Tonight is the Full Flower Moon on the Algonquin lunar calendar. This marks the time of the year when flowers rise up from the earth in abundance. Nearly a century ago but long after European settlers drove most Native Americans out of the area, a five-story limestone-fronted Classical Revival building rose up on the corner of North and Crawford (now Pulaski) as home to Pioneer Trust and Savings Bank. During a “golden age” of bank architecture, bank buildings rivaled schools and churches as monumental symbols of stability. Our society’s rugged individualism gradually gave way to strengthening community. And the bank served as a neighborhood anchor spurring local economic growth.

The bank evolved over the course of the 20th century. Weathering the great depression, it became one of the nation’s largest commercial banks by mid-century. But in the 1970s, local activists documented the bank’s pattern of providing abundant loans to suburbs while disinvesting from its own neighborhood. In the following decades, the bank renewed its commitment to community lending. Adapting to changing community demographics, the bank merged with Puerto-Rico-based Banco Popular in the mid 1990s.

And then the robot ATMs arrived, replacing most bank tellers. Banco Popular moved to a much smaller location across the street, later selling the building to First Midwest Bank.

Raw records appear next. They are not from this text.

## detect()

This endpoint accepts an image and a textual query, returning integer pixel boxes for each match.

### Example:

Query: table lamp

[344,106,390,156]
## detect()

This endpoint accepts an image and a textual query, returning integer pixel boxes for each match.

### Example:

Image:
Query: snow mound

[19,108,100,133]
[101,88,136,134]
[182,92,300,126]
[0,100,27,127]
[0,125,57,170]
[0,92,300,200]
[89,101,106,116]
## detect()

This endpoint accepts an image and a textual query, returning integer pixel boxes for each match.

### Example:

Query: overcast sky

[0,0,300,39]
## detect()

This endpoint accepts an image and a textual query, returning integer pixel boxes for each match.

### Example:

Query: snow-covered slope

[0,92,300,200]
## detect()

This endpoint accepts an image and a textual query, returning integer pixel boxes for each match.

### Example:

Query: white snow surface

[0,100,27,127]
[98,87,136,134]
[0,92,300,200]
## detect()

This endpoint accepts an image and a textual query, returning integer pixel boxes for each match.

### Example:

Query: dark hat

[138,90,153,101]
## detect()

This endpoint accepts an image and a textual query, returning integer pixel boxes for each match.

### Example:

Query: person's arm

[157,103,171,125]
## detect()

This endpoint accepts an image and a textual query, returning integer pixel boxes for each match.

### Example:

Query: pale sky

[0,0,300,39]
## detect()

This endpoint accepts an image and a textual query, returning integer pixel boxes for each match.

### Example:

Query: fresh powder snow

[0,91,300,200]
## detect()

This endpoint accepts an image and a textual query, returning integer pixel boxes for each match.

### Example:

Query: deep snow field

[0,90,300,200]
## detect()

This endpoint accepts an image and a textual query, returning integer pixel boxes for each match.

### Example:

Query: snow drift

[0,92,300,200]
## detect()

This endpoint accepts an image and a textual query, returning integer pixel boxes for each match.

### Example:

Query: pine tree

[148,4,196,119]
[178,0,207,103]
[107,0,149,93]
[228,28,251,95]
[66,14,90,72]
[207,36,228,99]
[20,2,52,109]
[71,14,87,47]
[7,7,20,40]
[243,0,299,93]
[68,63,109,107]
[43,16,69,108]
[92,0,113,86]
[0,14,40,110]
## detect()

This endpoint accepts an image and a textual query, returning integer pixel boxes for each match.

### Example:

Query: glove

The City of Chicago provided landmark designation of the Pioneer Bank building in 2012. But the now-vacant building has slowly been scavenged and ransacked, spelunked by rafters sailing into a flooded basement bank vault, boarded up, tagged, and plastered with concert posters and political signs. Today it’s the target of a $50+ million city-driven re-investment effort. At the same time, local community organizers struggle to influence the future of this building and their own neighborhood.

I believe context is everything. The story of this building connects to many things: the balance of power between close-knit community organizations and well-resourced outside actors, the shifting tides of our society not just in the neighborhood but in the city and the world. Thus far the story continues to raise new questions as I’m able to answer old ones. Much appreciation to those past and present neighbors who have provided photos, stories, insight, and interviews, as I continue to learn and connect the dots. I plan to post two or more stories related to this building in the coming months. And, I’ll share my discoveries along the way.

Limestone sculptural panel on the southeast corner of Pioneer Bank, portraying working-class construction workers.
One of the building’s four limestone sculptural panels tributing the working man- in this case, construction workers.